Rendering of each gene cascade was performed using Cytoscape. Nodes indicate each gene in the cascade. Edges indicate the interactions between two genes. Large and intermediate nodes indicate the query genes and the direct target of the query genes, respectively. Other nodes indicate downstream genes. Green nodes indicate genes that are expressed during the early embryonic stage.
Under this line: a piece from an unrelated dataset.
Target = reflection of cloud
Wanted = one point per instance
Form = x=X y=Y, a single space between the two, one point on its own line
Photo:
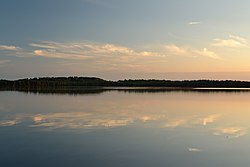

Purple nodes indicate presumptive early embryonic genes. Red, blue, and black edges indicate positive regulation, negative regulation, and genetic interactions, respectively. Dotted lines indicate protein-protein interactions. (A) spn-4-mediated gene cascade. (B) mex-1-mediated gene cascade. (C) mex-3-mediated gene cascade.

https://doi.org/10.1371/journal.pone.0215187.g002

Extraction of gene cascade-specific domains using Gene Cascade Finder

The genes and domains located at the bottom of the gene cascade were extracted for functional analysis of the predicted gene cascade (S10 Table). Overall, 53, 146, and 143 genes with 32, 34, and 54 specific domains as the bottom gene were extracted from the gene cascades in the spn-4, mex-1, and mex-3 mutants, respectively.

Domain analysis of spn-4, mex-1, and mex-3 cascades

To predict the functions of the gene cascades, we focused on the functions of genes localized at the bottom of the gene cascade by analyzing the domains of the gene products using the Pfam protein family database. The functions of the 53 SPN-4-mediated genes were obtained as bottom genes to calculate the functional trends in the spn-4 cascade. Within the 53 bottom genes, 32 domains were classified based on information from the Pfam database (Table 1) [41]. When we calculated the numbers of these genes, transcription and signal transduction were obtained at high frequency.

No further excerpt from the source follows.